8/10
The paratroopers of love
4 August 2017
One more "Boy Meets Girl" story? Just another Rom-Com? Not really. First things first, you will never prevent boys from meeting girls and the reverse, so there will always be love stories and thank heaven for them when they manage to rise above the clichés and the cheesiness too many of them bathe in. A defect mercifully avoided by this particular affair of the heart. A mere look at the title ("Les Combattants" - literally "The Fighters" -) is an obvious guarantee that you will be spared the stale old exasperating Cha Ba Da Ba Da tale. Actually, neither the characters nor the situation are conventional or predictable. Take our young Romeo for example: Arnaud is a young carpenter who does not show any real passion for his trade. Docile, mild-mannered and easy-going, he takes life as it comes; in other words he still has to find himself. For her part Madeleine, the girl he meets, has little in common with the frail, sensitive Juliet. Three adjectives best qualify her: brusque, burly and nihilistic. Completely out of this world, the horsey lady has an obsession: mastering survival skills in order to... get through the end of the world! As you can see, not the standard Rom-Com, all the more as the stereotypical gender roles are reversed: Miss Headstrong is the dominant one while Mr. Least Line of Resistance yields and follows... at least for a time.
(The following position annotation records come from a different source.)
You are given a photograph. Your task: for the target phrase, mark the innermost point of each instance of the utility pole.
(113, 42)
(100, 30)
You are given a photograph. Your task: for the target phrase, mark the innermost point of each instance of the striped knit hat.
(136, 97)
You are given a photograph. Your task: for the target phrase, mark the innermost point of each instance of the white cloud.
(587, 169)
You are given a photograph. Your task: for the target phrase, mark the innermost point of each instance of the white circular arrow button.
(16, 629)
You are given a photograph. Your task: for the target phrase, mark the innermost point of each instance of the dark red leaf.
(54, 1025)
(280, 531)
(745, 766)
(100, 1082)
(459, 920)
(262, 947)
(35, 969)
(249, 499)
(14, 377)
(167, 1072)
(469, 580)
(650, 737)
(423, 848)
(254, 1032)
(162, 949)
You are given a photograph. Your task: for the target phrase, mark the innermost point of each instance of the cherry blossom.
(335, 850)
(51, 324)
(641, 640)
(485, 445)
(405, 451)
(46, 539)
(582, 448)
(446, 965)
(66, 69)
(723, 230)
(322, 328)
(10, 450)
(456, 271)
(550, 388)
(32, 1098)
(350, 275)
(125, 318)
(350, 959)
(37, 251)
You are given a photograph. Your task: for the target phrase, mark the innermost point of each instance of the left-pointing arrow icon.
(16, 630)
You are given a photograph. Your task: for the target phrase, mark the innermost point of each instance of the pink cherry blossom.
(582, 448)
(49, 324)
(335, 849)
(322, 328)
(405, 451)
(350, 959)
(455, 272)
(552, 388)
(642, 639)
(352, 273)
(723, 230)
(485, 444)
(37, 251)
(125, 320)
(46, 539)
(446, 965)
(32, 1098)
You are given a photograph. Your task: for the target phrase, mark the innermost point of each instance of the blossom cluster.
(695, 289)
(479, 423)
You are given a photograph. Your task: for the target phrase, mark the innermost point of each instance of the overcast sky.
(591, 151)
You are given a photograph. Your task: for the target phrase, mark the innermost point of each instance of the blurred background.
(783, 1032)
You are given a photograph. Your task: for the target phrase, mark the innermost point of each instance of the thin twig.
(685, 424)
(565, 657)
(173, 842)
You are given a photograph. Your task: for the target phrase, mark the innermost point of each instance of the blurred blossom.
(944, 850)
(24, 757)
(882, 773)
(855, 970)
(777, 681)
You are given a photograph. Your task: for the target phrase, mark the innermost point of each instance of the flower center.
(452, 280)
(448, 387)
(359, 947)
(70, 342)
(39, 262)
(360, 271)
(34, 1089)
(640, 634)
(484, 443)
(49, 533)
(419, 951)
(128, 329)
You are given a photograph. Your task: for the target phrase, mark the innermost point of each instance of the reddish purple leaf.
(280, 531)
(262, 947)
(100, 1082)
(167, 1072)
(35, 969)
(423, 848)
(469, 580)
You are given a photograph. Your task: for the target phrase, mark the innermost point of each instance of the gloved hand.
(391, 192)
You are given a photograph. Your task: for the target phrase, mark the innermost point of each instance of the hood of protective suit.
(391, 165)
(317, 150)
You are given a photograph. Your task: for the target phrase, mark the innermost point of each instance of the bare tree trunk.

For all the rhetoric, though, this is a love story. Even if it looks just the opposite. Even if it is set in a more and more unusual context as the minutes pass. And it is precisely the odd settings and the crazy story developments that prevent boredom. Unique in its kind "Les combattants' has romance bloom... within the framework of a training session for wannabee paratroopers and, a little later, in the middle of a survival experience in the grip of untamed nature!

Nothing wishy-washy to fear as you can see. On the contrary in the end you will have been told the touchingly serious story of two creatures who attract each other but have to struggle to find who they really are and to make out how they can relate to each other satisfyingly. Another quality of Thomas Cailley and Claude Le Pape's screenplay, lies in the fact the two characters, a bit caricatural at the beginning, evolve in the course of the action and gain in depth. The last added value is the film's interesting examination of what it is like to be young in today's France, a country once prosperous and proud of itself which now seems to have lost its bearings. Both Madeleine and Arnaud, each in their manner, are disoriented and do not know where they are going. A statement that, by extension, can be applied to a big share of French youth and brings the movie a rich sociological touch.

Always where you least expect him, Thomas Cailley succeeds in combining several genres (documentary, comedy, romance, psychological study, army movie, disaster movie) without ever sinking into confusion. So much so that "Les combattants" appears as a unique example of its kind. Well-served by its actors (delusively bland Kevin Azaïs and always under pressure Adèle Haenel), it will surprise and amuse you while giving you - Thank God in a casual way - food for thought.